Top 5 wedding trends for 2018 spotted at Wedding Crashers

Top 5 wedding trends for 2018 spotted at Wedding Crashers

The With Love From Brooklyn team attended the 9th annual Wedding Crashers, Brooklyn's best wedding fair, where we spoke to hundreds of soon-to-be-married couples about our gift boxes and the local flavor they give to wedding guests (particularly the out-of-towners when they check in to their rooms!)

We also learned of few wedding trends around the venues hosting the event, 501 Union and The Green Building. In no particular order, here are some of the things we're predicting for 2018 nuptials.

1. More Hudson Valley weddings!

Not only are more New York couples choosing to tie the knot upstate, we found that a number of NYC wedding vendors are either relocating to the Hudson Valley or servicing more upstate weddings. Longtime floral designer Rose Red and Lavender now operates out of Cold Spring and the team behind Roquette Catering has relocated to Hudson, an indication that even wedding pros are taking notice of the widening wedding market upstate.

2. Photobooths are getting more portable and customizable.

Sharingbox is a photobooth company that allows you to rent a small, easily transportable photobooth that can take GIFs, boomerangs and traditional photos. They've noticed that couples prefer photobooths that print on site, which their machines do. "The mini is the most popular machine of ours as it does both emailing and printing. People tend to enjoy having their prints out straight away!" Even the very old-school looking Rose & Dale Photo Co. photobooth at the wedding fair, which operates out of a vintage Airstream, has a print-on-demand booth inside, as well as custom backdrops that suit the occasion.


The brunch bites from Marcey Brownstein at Wedding Crashers Photo: Erin Glover

3. The food at weddings is getting more daring.

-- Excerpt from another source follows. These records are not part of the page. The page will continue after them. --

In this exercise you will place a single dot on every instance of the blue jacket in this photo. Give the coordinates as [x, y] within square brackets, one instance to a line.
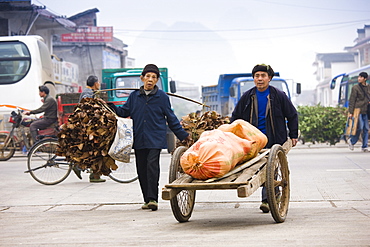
[150, 114]
[280, 113]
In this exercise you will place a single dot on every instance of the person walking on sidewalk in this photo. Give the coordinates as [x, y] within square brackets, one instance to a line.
[359, 98]
[93, 84]
[270, 110]
[150, 109]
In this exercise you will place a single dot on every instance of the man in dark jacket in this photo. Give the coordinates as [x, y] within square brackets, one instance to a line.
[50, 109]
[270, 110]
[150, 109]
[360, 99]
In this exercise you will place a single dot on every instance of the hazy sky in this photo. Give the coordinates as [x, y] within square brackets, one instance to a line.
[200, 39]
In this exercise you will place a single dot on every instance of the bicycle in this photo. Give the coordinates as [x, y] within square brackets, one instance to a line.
[19, 136]
[49, 169]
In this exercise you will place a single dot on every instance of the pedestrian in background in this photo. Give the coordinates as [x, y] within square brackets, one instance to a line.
[359, 98]
[93, 84]
[270, 110]
[150, 109]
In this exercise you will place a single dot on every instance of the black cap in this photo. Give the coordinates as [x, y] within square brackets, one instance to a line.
[150, 68]
[363, 74]
[264, 68]
[44, 89]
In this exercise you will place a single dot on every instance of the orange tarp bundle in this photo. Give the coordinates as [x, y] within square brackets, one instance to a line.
[214, 154]
[247, 131]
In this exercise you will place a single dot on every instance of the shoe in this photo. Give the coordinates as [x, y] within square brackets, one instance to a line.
[153, 205]
[265, 207]
[351, 146]
[77, 172]
[97, 180]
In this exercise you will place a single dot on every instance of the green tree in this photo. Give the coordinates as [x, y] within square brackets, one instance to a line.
[322, 124]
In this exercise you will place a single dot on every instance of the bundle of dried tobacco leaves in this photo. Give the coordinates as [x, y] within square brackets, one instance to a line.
[88, 135]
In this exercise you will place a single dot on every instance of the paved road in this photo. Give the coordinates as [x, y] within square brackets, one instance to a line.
[330, 206]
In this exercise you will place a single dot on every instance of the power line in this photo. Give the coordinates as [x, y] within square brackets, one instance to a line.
[309, 7]
[240, 30]
[192, 39]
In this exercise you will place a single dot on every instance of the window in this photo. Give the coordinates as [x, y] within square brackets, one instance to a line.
[133, 82]
[15, 61]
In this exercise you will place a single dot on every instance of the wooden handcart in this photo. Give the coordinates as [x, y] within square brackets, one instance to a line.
[269, 168]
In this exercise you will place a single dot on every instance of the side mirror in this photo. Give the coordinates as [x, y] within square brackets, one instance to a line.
[172, 86]
[232, 92]
[298, 89]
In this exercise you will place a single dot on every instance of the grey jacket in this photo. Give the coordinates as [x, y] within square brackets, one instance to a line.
[49, 108]
[358, 99]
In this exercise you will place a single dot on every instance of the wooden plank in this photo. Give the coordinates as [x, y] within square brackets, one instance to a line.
[240, 167]
[185, 178]
[205, 186]
[250, 171]
[253, 185]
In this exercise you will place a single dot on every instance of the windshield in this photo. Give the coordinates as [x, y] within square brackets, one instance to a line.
[279, 84]
[15, 61]
[133, 82]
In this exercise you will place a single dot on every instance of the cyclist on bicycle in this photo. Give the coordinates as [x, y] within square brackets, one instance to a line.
[49, 107]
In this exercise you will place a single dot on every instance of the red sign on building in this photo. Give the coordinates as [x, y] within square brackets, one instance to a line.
[90, 34]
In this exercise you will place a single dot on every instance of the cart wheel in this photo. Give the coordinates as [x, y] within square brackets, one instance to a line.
[183, 203]
[6, 152]
[277, 183]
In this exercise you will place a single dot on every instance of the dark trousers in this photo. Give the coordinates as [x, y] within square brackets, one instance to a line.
[147, 166]
[40, 124]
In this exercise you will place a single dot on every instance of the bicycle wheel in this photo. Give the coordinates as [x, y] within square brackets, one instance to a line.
[126, 172]
[277, 183]
[45, 166]
[6, 152]
[182, 204]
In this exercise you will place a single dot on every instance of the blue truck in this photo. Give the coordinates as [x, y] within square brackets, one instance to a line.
[224, 96]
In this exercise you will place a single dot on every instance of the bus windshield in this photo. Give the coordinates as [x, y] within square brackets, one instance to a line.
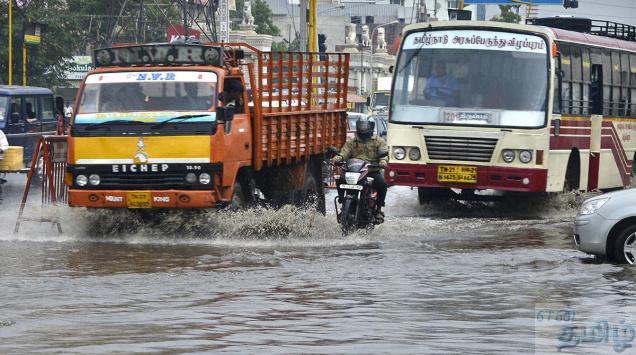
[146, 96]
[471, 77]
[4, 107]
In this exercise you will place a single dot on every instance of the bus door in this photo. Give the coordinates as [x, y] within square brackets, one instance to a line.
[47, 114]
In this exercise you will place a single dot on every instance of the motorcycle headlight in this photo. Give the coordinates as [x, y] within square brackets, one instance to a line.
[205, 178]
[94, 179]
[414, 153]
[352, 178]
[191, 178]
[81, 180]
[525, 156]
[508, 155]
[590, 207]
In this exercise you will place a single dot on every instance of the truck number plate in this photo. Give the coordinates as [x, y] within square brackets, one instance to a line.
[350, 187]
[138, 200]
[457, 173]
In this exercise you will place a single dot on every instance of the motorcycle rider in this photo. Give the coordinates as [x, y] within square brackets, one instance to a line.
[367, 146]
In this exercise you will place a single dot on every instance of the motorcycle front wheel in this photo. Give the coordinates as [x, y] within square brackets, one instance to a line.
[347, 218]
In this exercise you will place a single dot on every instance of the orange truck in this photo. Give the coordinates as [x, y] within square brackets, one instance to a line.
[152, 128]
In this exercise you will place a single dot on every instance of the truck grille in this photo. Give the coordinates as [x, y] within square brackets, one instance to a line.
[463, 148]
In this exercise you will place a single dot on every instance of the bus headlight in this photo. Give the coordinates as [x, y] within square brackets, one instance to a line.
[81, 180]
[414, 153]
[94, 179]
[508, 155]
[525, 156]
[399, 153]
[191, 178]
[205, 178]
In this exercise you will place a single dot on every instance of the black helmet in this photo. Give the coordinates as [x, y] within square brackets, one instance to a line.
[364, 128]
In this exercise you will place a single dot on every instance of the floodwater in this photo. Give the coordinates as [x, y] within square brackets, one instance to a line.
[443, 278]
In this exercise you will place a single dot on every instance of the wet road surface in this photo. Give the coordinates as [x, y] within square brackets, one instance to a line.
[443, 278]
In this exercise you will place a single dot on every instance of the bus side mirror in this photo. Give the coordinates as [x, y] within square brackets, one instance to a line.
[59, 105]
[559, 73]
[225, 114]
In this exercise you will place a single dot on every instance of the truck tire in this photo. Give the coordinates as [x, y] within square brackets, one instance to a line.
[313, 194]
[238, 198]
[624, 248]
[347, 221]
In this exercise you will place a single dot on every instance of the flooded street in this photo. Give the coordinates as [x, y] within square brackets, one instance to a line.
[446, 278]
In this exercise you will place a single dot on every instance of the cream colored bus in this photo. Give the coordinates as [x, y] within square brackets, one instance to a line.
[513, 107]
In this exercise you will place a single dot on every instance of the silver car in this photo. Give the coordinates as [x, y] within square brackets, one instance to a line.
[606, 226]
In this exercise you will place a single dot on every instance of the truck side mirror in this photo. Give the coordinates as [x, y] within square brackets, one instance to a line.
[59, 105]
[331, 152]
[383, 153]
[225, 113]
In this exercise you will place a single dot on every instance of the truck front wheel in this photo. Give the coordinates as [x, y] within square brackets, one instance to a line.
[238, 198]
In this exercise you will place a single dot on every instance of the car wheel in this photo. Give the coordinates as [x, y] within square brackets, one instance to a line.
[624, 251]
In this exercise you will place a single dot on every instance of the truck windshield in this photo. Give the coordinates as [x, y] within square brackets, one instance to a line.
[147, 96]
[381, 99]
[4, 107]
[470, 77]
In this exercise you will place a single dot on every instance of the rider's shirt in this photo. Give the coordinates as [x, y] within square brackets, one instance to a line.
[358, 149]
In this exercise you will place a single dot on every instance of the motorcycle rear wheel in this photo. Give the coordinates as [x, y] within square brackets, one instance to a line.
[347, 221]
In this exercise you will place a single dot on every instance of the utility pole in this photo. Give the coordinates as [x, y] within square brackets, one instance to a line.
[303, 25]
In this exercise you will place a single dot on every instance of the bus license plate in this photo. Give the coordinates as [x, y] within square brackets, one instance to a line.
[138, 200]
[350, 187]
[457, 173]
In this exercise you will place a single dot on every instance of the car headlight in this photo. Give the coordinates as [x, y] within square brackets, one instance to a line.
[191, 178]
[94, 179]
[81, 180]
[592, 206]
[352, 178]
[414, 153]
[525, 156]
[508, 155]
[205, 178]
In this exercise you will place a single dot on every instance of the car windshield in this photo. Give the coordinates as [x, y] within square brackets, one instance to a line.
[4, 107]
[381, 99]
[473, 78]
[146, 96]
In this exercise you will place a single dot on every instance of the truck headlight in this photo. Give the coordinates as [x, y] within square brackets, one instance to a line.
[414, 153]
[508, 155]
[352, 178]
[81, 180]
[590, 207]
[525, 156]
[191, 178]
[205, 178]
[94, 179]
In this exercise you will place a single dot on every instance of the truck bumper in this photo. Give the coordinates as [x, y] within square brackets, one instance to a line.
[158, 199]
[488, 177]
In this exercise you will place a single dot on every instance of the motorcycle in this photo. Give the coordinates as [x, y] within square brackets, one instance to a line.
[358, 198]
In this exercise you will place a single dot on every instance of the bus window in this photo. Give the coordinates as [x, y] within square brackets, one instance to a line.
[31, 108]
[632, 75]
[4, 108]
[440, 79]
[577, 80]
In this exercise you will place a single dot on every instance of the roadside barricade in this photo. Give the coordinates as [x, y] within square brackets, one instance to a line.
[48, 168]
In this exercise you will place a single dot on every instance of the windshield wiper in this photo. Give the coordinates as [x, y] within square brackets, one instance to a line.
[106, 123]
[182, 118]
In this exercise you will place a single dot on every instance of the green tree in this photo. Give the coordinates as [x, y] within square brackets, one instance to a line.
[507, 15]
[263, 17]
[47, 62]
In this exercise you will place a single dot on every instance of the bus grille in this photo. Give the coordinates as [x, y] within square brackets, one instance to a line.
[463, 149]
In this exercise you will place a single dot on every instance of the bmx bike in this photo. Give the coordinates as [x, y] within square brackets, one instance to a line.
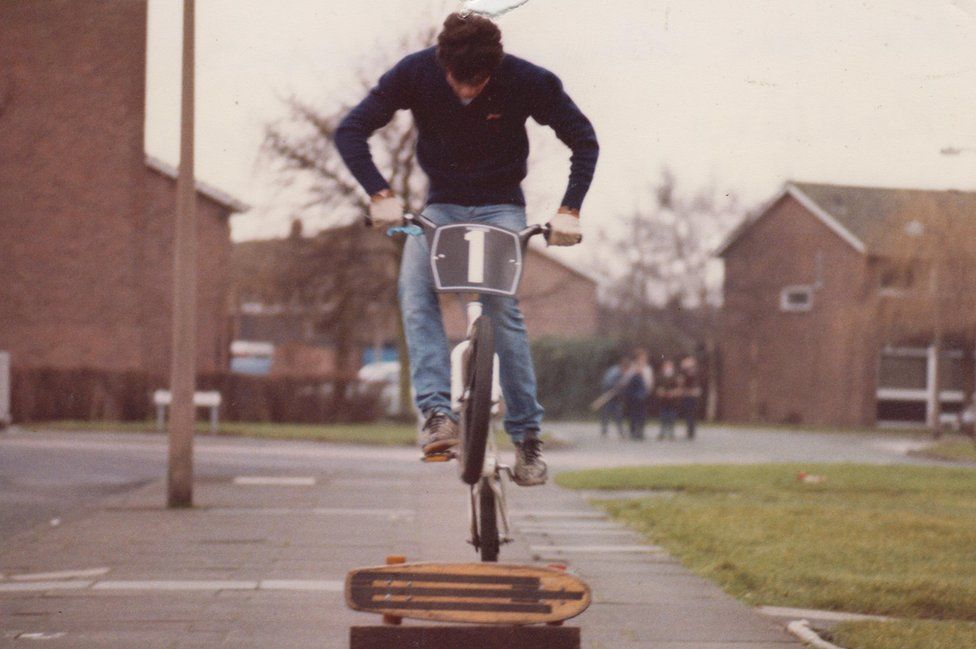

The range of food caterers were serving at the fair, from summer rolls to tuna crudo to sliders, doesn't really begin to touch upon the even more adventurous fare that is becoming the norm at weddings. Said Leslie Russell of Marcey Brownstein Catering, "One of the reasons we did a brunch display for Wedding Crashers is that we have had several clients this year decide to do a brunch wedding.  It’s a cost saving measure because the venue, DJ, florist, and caterer usually charge a bit less, but you can also save by not having to host a brunch the day after the wedding - it IS the brunch!  On top of that, you get to serve interesting and whimsical twists on classic brunch menu items.  For instance, we do a take on eggs Benedict which is a mini deviled egg topped with crispy pancetta and hollandaise-infused English muffin bread crumbs. One bite but tons of flavor and lots of fun!  Some people opt for the more classic omelet or crepe stations, but others prefer lots of boozy brunch cocktails, mini bites, and more of a cocktail party vibe.

"Another thing I have noticed is that for seated dinners, brides and grooms are being a bit more adventurous with their entree choices.  We don’t see the classic choice of fish and beef every weekend anymore - we are serving lamb loin, scallops, even duck confit!  Everyone wants something a little different from what they ate at all their friends’ weddings last season, you know?  And especially when we are upstate in the Hudson Valley, clients are really focused on local farms and produce, which might mean more pork belly, trout, and lamb."


4. The dessert table is getting more creative.

Erin Emmett of Sweet Pistachio, a patisserie that specializes in custom dessert experiences and occasions, can do traditional dessert tables as well as truly interactive treats, like made-to-order liquid nitrogen ice cream! "Generally," she said, "My clients are asking for fun, unique things that break all wedding traditions and expectations.  Many clients don't care about serving ALL of their guests cake and are really moving away from the cake slices being dropped at the place setting-thing. Many are having a small, pretty 2-3 tier cake for the look and to cut, but then the slices get placed on small plates on a table with other desserts so that guests can choose whether or not they want cake. People want to give their guests options beyond just one cake flavor and they also are looking for a "wow" factor that doesn't necessarily involve a cake anymore.  

I'm also definitely finding many clients right now looking for interactive elements within their catering, whether it's small plates being made in front of guests, liquid nitrogen ice cream bars, a late-night doughnut machine for fresh doughnuts. I had a client the other day ask me to design some sort of interactive dessert station that involves "games" which is something that the couple bonded on in the beginning of their relationship. Generally, I feel like couples are trying to make their weddings more personalized, giving guests a more intimate experience."

5. Flower walls and backdrops: They're not just made of flowers anymore.

At last year's fair, a large wall of paper flowers took center stage at 501 Union. This year a floral arch designed with paper flowers, silk ribbons and ferns lured couples and guests for gorgeous selfies. Said one of the designers, Michael Moeller, of Sprig & Social, "We are definitely seeing an increase in non-floral type installs, paper flowers, different light installs, neon, balloons... I also think the photo backdrop is a fun place to add this bit of whimsy since it is so often a fun moment and not serious."